Söldnerfirmen könnten bald Geld aus Brüssel bekommen, um in Krisengebieten humanitäre Hilfsorganisationen zu schützen. Und Hilfsorganisationen könnten ihrerseits dazu verleitet werden, für ihre Geberländer Informationen zu sammeln und damit geheimdienstlich aktiv zu werden. Solche Konzepte werden derzeit in der EU diskutiert. Grund dafür ist die Erkenntnis, daß der Schutz von Mitarbeitern humanitärer Organisationen in Kriegsgebieten immer schwieriger wird.

In manchen Fällen, so heißt es in einem Dokument der EU-Abteilung für humanitäre Hilfe (ECHO), ist der „Zugang zu den Opfern nur unter Militärschutz möglich“. Im vergangenen Jahrzehnt sind 45 Mitarbeiter internationaler Hilfsorganisationen im Einsatz ums Leben gekommen. Die ECHO verweist insbesondere auf die „Ahnungslosigkeit“, die Hilfsorganisationen im Afrika der Großen Seen unter Beweis gestellt hätten. „Bewaffnete Gruppen in Flüchtlingslagern“ etwa seien ein Beispiel für die neuen Sicherheitsrisiken. Man müsse ihnen mit „nichtmilitärischen Mitteln“ begegnen – also mit „Polizei und Spezialtruppen“. Dies sei billiger als jede Armee.

Zur Umsetzung dieser Option schlägt ECHO vor, den von ihr unterstützten Hilfsorganisationen künftig Sicherheitsrichtlinien aufzuzwingen. Finanzhilfen für Hilfsorganisationen „sollten prioritär auf die Unterstützung der Sicherheitsplanung einer Organisation zur Entwicklung von Kapazitäten sowohl im technischen wie im allgemeinen Sicherheitsbereich ausgerichtet sein“, heißt es in dem ECHO-Dokument, das der taz vorliegt. „Geldgeber sollten verlangen, daß Organisationen in ihren Vorschlägen und Berichten eine Einschätzung der Sicherheitslage geben. Auch sollten sie von ihnen systematische Untersuchungen von sicherheitsrelevanten Vorfällen verlangen.“ Geldgeber sollten „darum bitten, daß ihnen die Ergebnisse solcher Untersuchungen zur Verfügung gestellt werden, insbesondere in bezug auf die Frage der Ansammlung von Erkenntnissen in die Sicherheitslage in einem Operationsgebiet“.
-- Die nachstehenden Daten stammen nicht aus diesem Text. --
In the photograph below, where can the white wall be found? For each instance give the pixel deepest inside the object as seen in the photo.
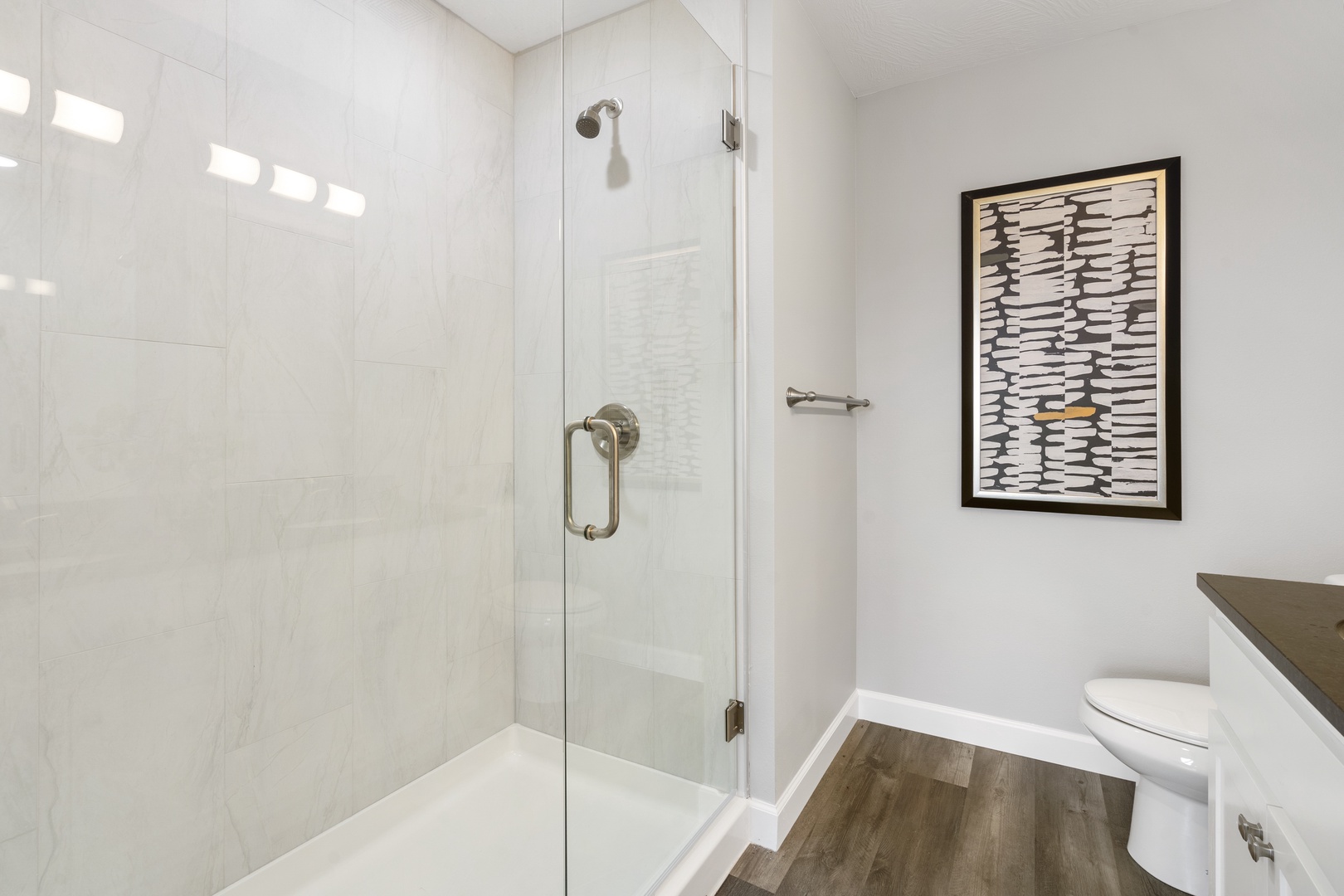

Die Geberländer, heißt es weiter, müßten ihrerseits auch zur Sicherheit der Hilfsorganisationen beitragen – „unter anderem, indem sie Organisationen Informationen zur Verfügung stellen, sich zu Sicherheitsfragen absprechen, ausländischen und lokalen Mitarbeitern Sicherheitsgarantien geben (einschließlich Evakuierung lokaler Mitarbeiter, sollte es nötig werden), und bereit sind, bei Bedarf schnellen militärischen Rückhalt für Evakuierungen einzusetzen. Unter gewissen Umständen könnten sie den direkten Einsatz eines zivilen Sicherheitsmechanismus im Feld fördern.“

Das Papier weist auch darauf hin, daß in diesem Zusammenhang die Arbeit in der Westeuropäischen Union (WEU) bezüglich der Polizeiplanung „besonderen Wert“ haben könnte. Vor Ort könnten „Feldsicherheitszentren“ entstehen, in denen auch „professionelles Sicherheitspersonal“ tätig sein sollte.

Diese Überlegungen folgen einem Trend, dem manche Regierungen und Organisationen längst folgen. Schon 1992 fragte Frankreichs damaliger Minister für Humanitäre Angelegenheiten, Bernard Kouchner, beim alten französischen Söldnerhelden Bob Denard um Schutz für humanitäre Helfer in Somalia nach. Die südafrikanische Söldnerfirma Executive Outcomes hat in Sierra Leone Hilfskonvois eskortiert. Die britische Firma Defence Systems Limited (DSL) schützt weltweit die Büros von Organisationen wie dem Internationalen Rotes Kreuz (IKRK), Care, Unicef und UNHCR.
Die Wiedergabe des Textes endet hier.